Au 25 juillet 2011, selon les chiffres de son ministère, on dénombrait en effet 583 attaques et 2 115 victimes, soit une augmentation d'environ 25 % des attaques et de 18 % des victimes par rapport à 2010. Devant l'inquiétude légitime des éleveurs, il lui demande de bien vouloir lui indiquer les mesures que le Gouvernement entend prendre pour réguler les populations de loups afin de garantir le maintien de l'activité pastorale sur l'ensemble du territoire.

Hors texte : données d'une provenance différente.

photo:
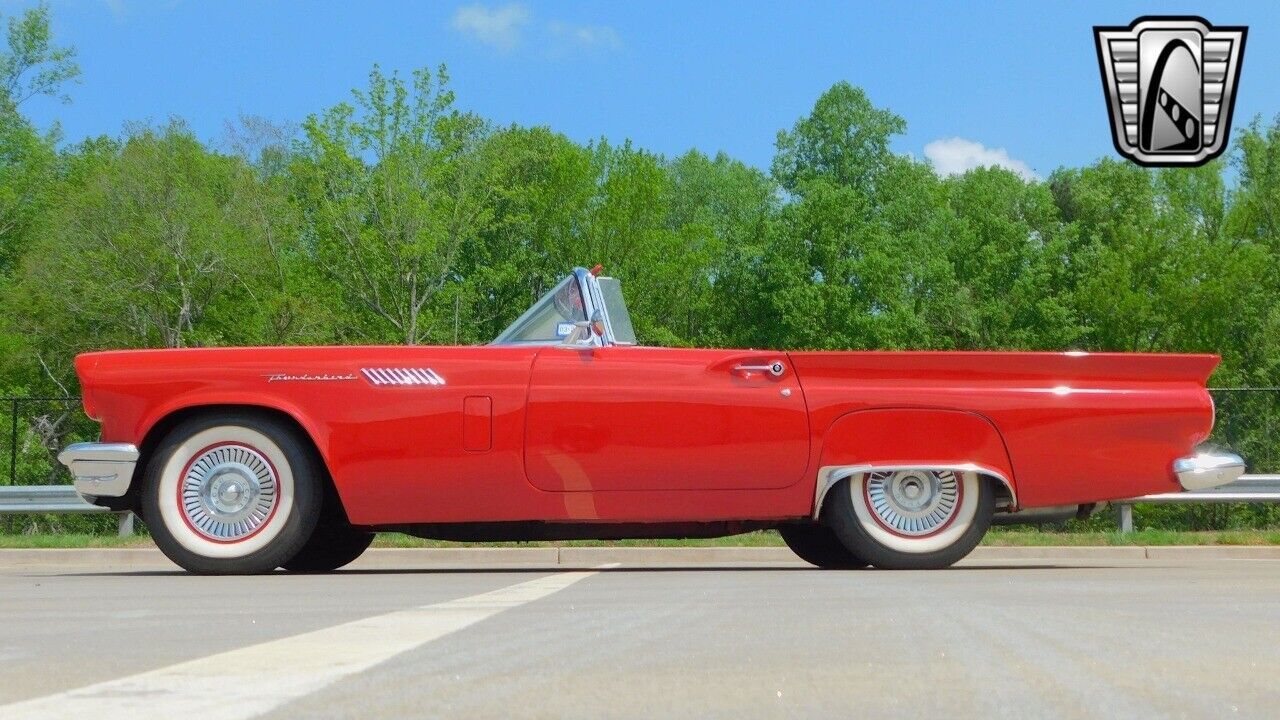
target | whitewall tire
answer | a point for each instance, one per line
(232, 493)
(912, 518)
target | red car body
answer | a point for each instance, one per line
(643, 434)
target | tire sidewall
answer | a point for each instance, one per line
(279, 538)
(854, 524)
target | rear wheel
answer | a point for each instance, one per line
(913, 519)
(232, 493)
(817, 545)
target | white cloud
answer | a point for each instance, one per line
(956, 155)
(586, 36)
(498, 27)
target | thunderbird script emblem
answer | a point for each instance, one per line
(1170, 86)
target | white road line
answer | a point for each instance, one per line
(251, 680)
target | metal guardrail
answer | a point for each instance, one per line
(1246, 488)
(54, 499)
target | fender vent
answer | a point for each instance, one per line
(402, 376)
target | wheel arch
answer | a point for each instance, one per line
(164, 423)
(896, 438)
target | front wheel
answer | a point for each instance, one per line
(232, 493)
(915, 519)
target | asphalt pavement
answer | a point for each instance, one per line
(1073, 637)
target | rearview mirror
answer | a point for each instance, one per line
(585, 331)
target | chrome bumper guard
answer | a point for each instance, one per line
(1208, 469)
(101, 469)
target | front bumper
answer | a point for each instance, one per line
(100, 469)
(1208, 469)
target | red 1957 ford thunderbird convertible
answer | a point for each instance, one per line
(243, 460)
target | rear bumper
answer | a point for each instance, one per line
(100, 469)
(1208, 469)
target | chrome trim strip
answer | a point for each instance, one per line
(402, 376)
(831, 474)
(100, 469)
(1208, 469)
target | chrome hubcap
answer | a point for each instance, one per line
(913, 502)
(228, 492)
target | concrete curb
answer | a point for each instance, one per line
(407, 557)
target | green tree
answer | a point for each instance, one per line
(391, 191)
(156, 242)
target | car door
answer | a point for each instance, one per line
(626, 418)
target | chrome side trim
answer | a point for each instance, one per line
(1208, 469)
(100, 469)
(402, 376)
(831, 474)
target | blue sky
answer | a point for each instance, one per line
(1015, 82)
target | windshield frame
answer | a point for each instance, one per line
(593, 300)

Transmise au Ministère de l'écologie, du développement durable, des transports et du logement



Réponse du Ministère de l'écologie, du développement durable, des transports et du logement

publiée dans le JO Sénat du 19/04/2012 - page 976

Dès le retour du loup en France, l'État s'est donné pour objectif de réduire autant que possible son impact sur les activités d'élevage. Dans le respect des engagements européens et internationaux de la France pour la conservation de la biodiversité, le plan national loup 2008-2012 « dans le contexte français d'une activité importante et traditionnelle d'élevage », co-élaboré par les ministères chargés de l'environnement et de l'agriculture, comprend ainsi un ensemble de dispositions, tant réglementaires que budgétaires, pour améliorer la cohabitation de l'élevage et du loup. Un bilan des attaques imputables au loup est réalisé chaque année. Il permet notamment de mettre en évidence l'évolution des foyers de prédation, et de déployer en conséquence les mesures d'accompagnement que sont le financement de moyens de protection contre la prédation (gardiennage, chiens de protection, clôtures et parcs), dont l'efficacité pour limiter les dommages est désormais largement reconnue, les moyens de défense dans le cadre d'un protocole d'intervention et l'indemnisation des pertes subies par les éleveurs. L'arrêté du 9 mai 2011, qui fixe le cadre général des interventions sur les loups, a intégré des dispositions nouvelles, notamment en termes d'élargissement de l'éligibilité au tir de défense, d'amélioration de l'efficacité de ce tir, et d'une plus grande réactivité dans le passage de la phase de défense à la phase de prélèvement. La circulaire du 29 juillet 2011, cosignée par le ministre de l'agriculture, de l'alimentation, de la pêche, de la ruralité et de l'aménagement du territoire, a accompagné ces évolutions réglementaires, d'orientations précises en matière organisationnelle, pour assurer des tirs sécurisés et une efficacité optimale des opérations menées dans ce cadre. Ces mesures contribuent à concilier la protection de l'espèce, organisée dans le cadre international, communautaire et national, avec la poursuite des activités pastorales sur les territoires concernés.